I Am Woman; See Me Paint

 I had originally planned for the next two films in our series to be a "Blonde Bombshell" double-bill (after all, blonde bombshells can be Ordinary Ladies too). 


That will have to wait, however, because next week's film is going to be a last-minute addition to the line-up, and is included because Margaret Keane died this past Sunday at the age of 94.


Anyone who has had any contact with mid-Century American popular culture will inevitably have encountered Keane's shockingly sentimental, unashamedly cloying paintings. 

All those heart-rending waifs with their enormous eyes became emblematic of kitsch style (and weaponised consumerism) of the 60s and 70s; but anyone living through that period would have known the artist as Walter Keane, not Margaret.

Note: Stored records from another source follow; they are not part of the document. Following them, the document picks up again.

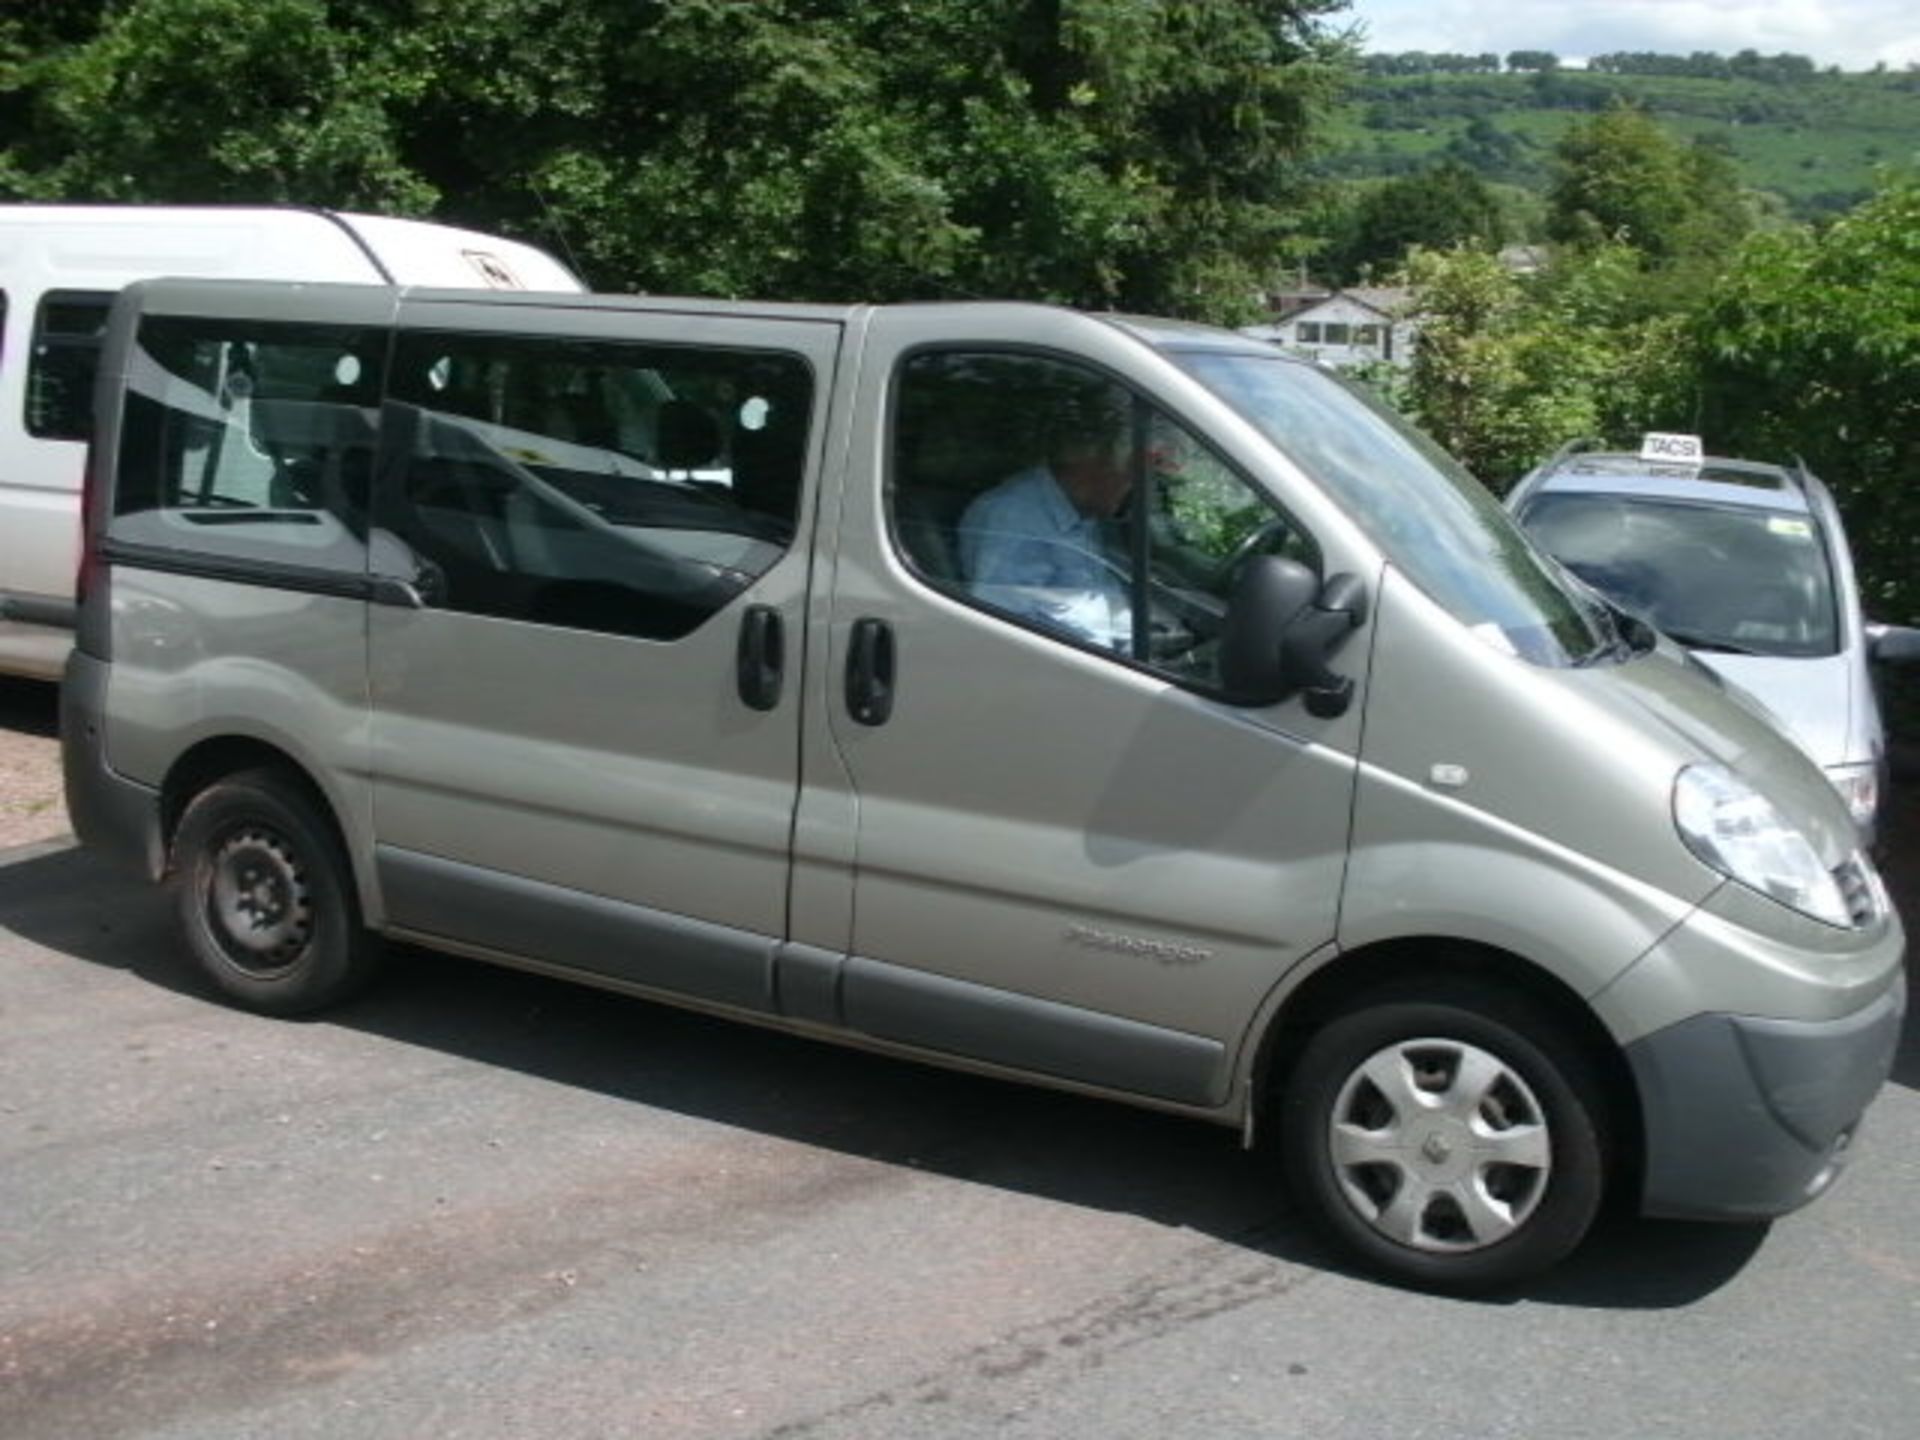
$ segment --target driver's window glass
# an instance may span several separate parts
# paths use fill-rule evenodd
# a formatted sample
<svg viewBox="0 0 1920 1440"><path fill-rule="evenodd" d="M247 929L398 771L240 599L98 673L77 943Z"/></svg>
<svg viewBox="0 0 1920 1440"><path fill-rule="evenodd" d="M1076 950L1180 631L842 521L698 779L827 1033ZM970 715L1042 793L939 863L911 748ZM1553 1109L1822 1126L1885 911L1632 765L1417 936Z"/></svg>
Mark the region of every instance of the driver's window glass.
<svg viewBox="0 0 1920 1440"><path fill-rule="evenodd" d="M678 639L793 538L798 356L415 332L391 396L378 565L430 605Z"/></svg>
<svg viewBox="0 0 1920 1440"><path fill-rule="evenodd" d="M1204 690L1221 688L1240 567L1255 555L1318 565L1298 527L1190 429L1045 356L909 358L889 505L902 553L936 588Z"/></svg>
<svg viewBox="0 0 1920 1440"><path fill-rule="evenodd" d="M385 349L381 330L144 318L113 538L364 570Z"/></svg>

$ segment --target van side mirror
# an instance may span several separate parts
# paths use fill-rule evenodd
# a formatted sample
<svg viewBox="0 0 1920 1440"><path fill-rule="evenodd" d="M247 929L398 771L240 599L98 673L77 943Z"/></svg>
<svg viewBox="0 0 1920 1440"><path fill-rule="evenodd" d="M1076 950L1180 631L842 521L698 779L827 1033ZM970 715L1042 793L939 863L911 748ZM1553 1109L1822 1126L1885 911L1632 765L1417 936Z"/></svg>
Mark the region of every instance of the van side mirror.
<svg viewBox="0 0 1920 1440"><path fill-rule="evenodd" d="M1882 665L1920 661L1920 630L1908 625L1867 626L1867 658Z"/></svg>
<svg viewBox="0 0 1920 1440"><path fill-rule="evenodd" d="M1366 622L1358 577L1322 584L1298 560L1257 555L1240 570L1220 638L1220 671L1237 703L1273 705L1300 695L1307 713L1330 720L1353 703L1353 681L1328 662Z"/></svg>

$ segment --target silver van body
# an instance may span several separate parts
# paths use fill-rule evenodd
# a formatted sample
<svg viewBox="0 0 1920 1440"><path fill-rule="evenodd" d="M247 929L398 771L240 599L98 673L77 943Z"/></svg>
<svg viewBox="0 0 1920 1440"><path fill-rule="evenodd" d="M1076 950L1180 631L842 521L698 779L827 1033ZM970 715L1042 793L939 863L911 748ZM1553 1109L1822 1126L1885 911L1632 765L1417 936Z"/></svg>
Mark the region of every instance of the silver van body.
<svg viewBox="0 0 1920 1440"><path fill-rule="evenodd" d="M1904 936L1819 770L1259 342L169 281L105 355L69 805L243 1003L364 930L1271 1131L1461 1287L1606 1186L1804 1203L1890 1069ZM985 583L1045 504L1109 528L1119 639Z"/></svg>
<svg viewBox="0 0 1920 1440"><path fill-rule="evenodd" d="M531 245L381 215L0 205L0 673L66 663L99 329L122 286L165 275L583 288Z"/></svg>

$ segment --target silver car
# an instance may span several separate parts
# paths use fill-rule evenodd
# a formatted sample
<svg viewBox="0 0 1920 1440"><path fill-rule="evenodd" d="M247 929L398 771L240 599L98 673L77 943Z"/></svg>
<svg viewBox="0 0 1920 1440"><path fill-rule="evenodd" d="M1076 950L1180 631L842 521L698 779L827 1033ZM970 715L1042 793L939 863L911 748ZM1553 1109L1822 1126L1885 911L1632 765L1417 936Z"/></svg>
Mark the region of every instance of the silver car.
<svg viewBox="0 0 1920 1440"><path fill-rule="evenodd" d="M1871 664L1920 658L1920 631L1862 614L1826 486L1802 466L1706 456L1690 436L1639 454L1584 444L1507 497L1522 527L1758 700L1871 835L1886 780Z"/></svg>

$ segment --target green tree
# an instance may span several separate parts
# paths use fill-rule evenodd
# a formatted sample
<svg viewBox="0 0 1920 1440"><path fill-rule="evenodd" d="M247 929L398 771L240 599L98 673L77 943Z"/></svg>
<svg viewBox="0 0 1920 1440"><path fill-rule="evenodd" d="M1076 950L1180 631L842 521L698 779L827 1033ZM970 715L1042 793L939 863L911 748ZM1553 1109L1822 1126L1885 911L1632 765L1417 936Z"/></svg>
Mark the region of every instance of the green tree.
<svg viewBox="0 0 1920 1440"><path fill-rule="evenodd" d="M1846 512L1870 608L1920 622L1920 178L1824 230L1753 237L1695 334L1713 443L1804 456Z"/></svg>
<svg viewBox="0 0 1920 1440"><path fill-rule="evenodd" d="M1558 70L1560 57L1551 50L1510 50L1507 52L1509 70Z"/></svg>
<svg viewBox="0 0 1920 1440"><path fill-rule="evenodd" d="M369 59L326 0L135 0L29 72L35 123L5 154L34 179L15 188L424 210Z"/></svg>
<svg viewBox="0 0 1920 1440"><path fill-rule="evenodd" d="M1408 263L1420 322L1405 402L1495 489L1569 440L1690 428L1684 312L1649 313L1621 245L1518 276L1469 250Z"/></svg>
<svg viewBox="0 0 1920 1440"><path fill-rule="evenodd" d="M1298 243L1341 3L124 0L0 186L557 230L607 288L1234 319Z"/></svg>
<svg viewBox="0 0 1920 1440"><path fill-rule="evenodd" d="M1670 262L1725 254L1750 227L1727 153L1682 144L1631 106L1574 125L1556 155L1547 233L1563 244L1620 241Z"/></svg>
<svg viewBox="0 0 1920 1440"><path fill-rule="evenodd" d="M1384 271L1415 247L1492 249L1502 236L1500 203L1480 177L1448 162L1367 191L1342 225L1327 268L1342 279Z"/></svg>

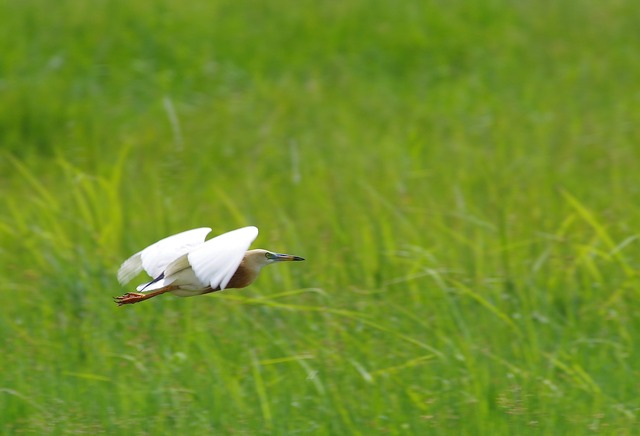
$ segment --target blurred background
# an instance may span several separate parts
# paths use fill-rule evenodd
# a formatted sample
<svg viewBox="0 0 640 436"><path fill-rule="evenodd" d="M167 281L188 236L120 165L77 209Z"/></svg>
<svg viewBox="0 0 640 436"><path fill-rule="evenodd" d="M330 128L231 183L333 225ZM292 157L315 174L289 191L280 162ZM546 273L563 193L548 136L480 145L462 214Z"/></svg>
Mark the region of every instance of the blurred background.
<svg viewBox="0 0 640 436"><path fill-rule="evenodd" d="M638 22L0 2L3 434L635 433ZM113 304L134 252L245 225L307 261Z"/></svg>

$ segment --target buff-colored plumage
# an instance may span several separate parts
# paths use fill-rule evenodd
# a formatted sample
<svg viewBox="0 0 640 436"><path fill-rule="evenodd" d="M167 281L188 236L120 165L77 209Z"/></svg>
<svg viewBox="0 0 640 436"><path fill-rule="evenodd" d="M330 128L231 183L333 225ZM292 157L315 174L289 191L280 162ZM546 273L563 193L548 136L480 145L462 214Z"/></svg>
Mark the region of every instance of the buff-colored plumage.
<svg viewBox="0 0 640 436"><path fill-rule="evenodd" d="M169 236L127 259L118 271L125 284L143 270L153 279L115 298L119 306L148 300L170 292L191 297L250 285L260 270L279 261L304 260L298 256L273 253L249 245L258 236L256 227L243 227L204 241L208 227Z"/></svg>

The frankly bizarre (and vaguely pathological) story of Margaret and her husband, who took credit for her paintings and presented them to the world as his own work, became the subject for Tim Burton's 2014 film Big Eyes, starring Amy Adams and Christoph Waltz.


Tim Burton is a long-term admirer (and collector) of Keane's work, and the film he produced is a surprisingly personal and sympathetic telling of her story.  As he later said in an interview:

“In some ways, she’s the quietest feminist: ‘I am woman, you can barely hear me speak.’ But underneath, there was a spark. This person who could easily be thought of a victim, but she wasn’t a victim.”


This is exactly the idea I have been exploring with our current series of Ordinary Ladies: women who are not super-heroes or Saints or femmes fatale, but are (you should pardon the expression) ordinary ladies who are dismissed or underestimated by everyone around them, because they are the people society is designed not to notice.

You may not like Margaret Keane's paintings very much (I confess I don't) but her story is one that fits perfectly into this film series, and showing it now seems a fitting tribute to a woman who had to fight for the spot in 20th Century American culture that should rightly have been hers from the beginning.

We will screen Big Eyes at 7.30pm on Thursday, the 7th of July at the Victoria Park Baptist Church.